Du kannst mit Erz die starre Brust umkleiden
Und kannst dein Selbst in schnöde Fesseln schlagen,
Doch kannst du nie von Liebe ganz dich scheiden.
Wie lang' es währt, einst muß der Morgen tagen,
Wo dich erfaßt ein schmerzlich süßes Sehnen
Nach einem Ohr, dem du kannst alles klagen,
Nach einer Brust, dich schweigend dran zu lehnen,
Nach weichen Armen, die dich mild umfassen,
Nach einem Aug', das weint in deine Thränen!
Und bist du dann von aller Welt verlassen,
Indessen rings im Schatten grüner Buchen
Verliebte Paare zärtlich sich umfassen:
Dann wirst du einst, gieb Acht, dir selber fluchen
Und wirst bei Blumen, Vögeln, Katzen, Hunden,
Armsel'ger Thor, nach jener Liebe suchen,
Die nie ein Menschenherz bei dir gefunden!
II.
Vernehmt die köstlichste von allen Lehren,
Die je sich offenbart hat ird'schen Sinnen,
Und neiget euch, sie dankbar zu verehren!
Willst du, o Mensch, dich selber recht gewinnen,
Mußt du dich erst in Liebe ganz verlieren;
Es liegt der Weisheit tiefster Kern darinnen.
Drum will dein Herz sich selber recht regieren,
So mußt der Liebe du die Zügel geben;
Mit milden Händen leitet sie die Ihren.
Stets klebt der Erde Staub an ird'schem Streben,
Doch hast du dich in Liebe rein gebadet,
Wird leicht und frei der Fittig sich erheben.
Drum preise sich jedweder hoch begnadet,
Der aus der Liebe heil'gem Born darf trinken;
Es giebt für ihn kein Gift mehr, das ihm schadet.
In reinerm Glanz sieht er die Sterne blinken;
In öder Nacht, durch Finsterniß und Grauen,
Hört er es leis wie Geisterstimme winken.
Es hat Natur in liebendem Vertrauen
Vor seinem Blick der Schleier sich entkleidet,
Er darf sie frei in nackter Schönheit schauen.
Und was kein Witz des Forschers unterscheidet,
Der Weltenuhr tiefinnerstes Getriebe,
Er kennt es, ungesucht und unbeneidet.
Denn dieses ist die Wunderkraft der Liebe,
Daß sie dem Geist verleihet neue Schwingen
Und weckt im Herzen ungeahnte Triebe.
Drum alles Große, das die Dichter singen,
Und alles Edle, das die Menschen preisen,
Die Liebe war's, sie lehrte es vollbringen.

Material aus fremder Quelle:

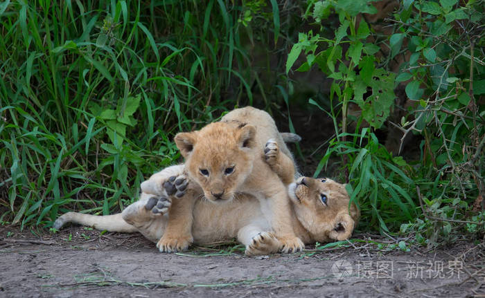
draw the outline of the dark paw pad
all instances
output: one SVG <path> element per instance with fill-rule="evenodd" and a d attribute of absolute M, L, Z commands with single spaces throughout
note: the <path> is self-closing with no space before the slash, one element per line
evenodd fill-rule
<path fill-rule="evenodd" d="M 166 196 L 152 196 L 145 205 L 145 209 L 152 210 L 155 214 L 164 214 L 171 205 L 172 201 Z"/>
<path fill-rule="evenodd" d="M 175 195 L 177 198 L 184 196 L 187 190 L 188 180 L 184 177 L 172 176 L 164 183 L 164 187 L 169 196 Z"/>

Den Helden waffnet sie, sie lehrt den Weisen;
Wer ohne sie im Dunkeln stets geblieben,
Den hebt sie zu des Ruhmes lichten Kreisen.
Denn also steht's von Götterhand geschrieben:
Hast du nur erst dich Einem recht ergeben,
So lernst du bald die ganze Menschheit lieben.
Kalt ist und fremd die Welt, voll Kampf das Leben;
Kein Lorber wird die Schläfe je dir krönen,
Als den die Hand der Liebe dir gegeben.
Drum sollst du früh das starre Herz gewöhnen,
Den Widerstreit feindseliger Naturen
In ihrem keuschen Dienste zu versöhnen.
Wohl sehn wir Gott in allen Kreaturen,
So weit der Schöpfung linder Athem fächelt:
Doch findest du die reinsten seiner Spuren
Im Weibe, das in Lieb' und Schönheit lächelt.
III.
Von allem, was da ist und lebt auf Erden,
Ist nichts so fromm und heilig im Gemüthe
Und nichts so keusch und lieblich von Geberden:
Als wie ein Weib in seiner Schönheit Blüte,
Daß sich dem Manne will zu eigen geben,
Aus Liebe halb und halb aus milder Güte.
Denn ja, sie liebt ihn, heißer als ihr Leben,
Und doch ein Etwas flammt in seinen Blicken,
Das macht die Seele heimlich ihr erbeben.
Was will er nur? Was fehlt, ihn zu beglücken?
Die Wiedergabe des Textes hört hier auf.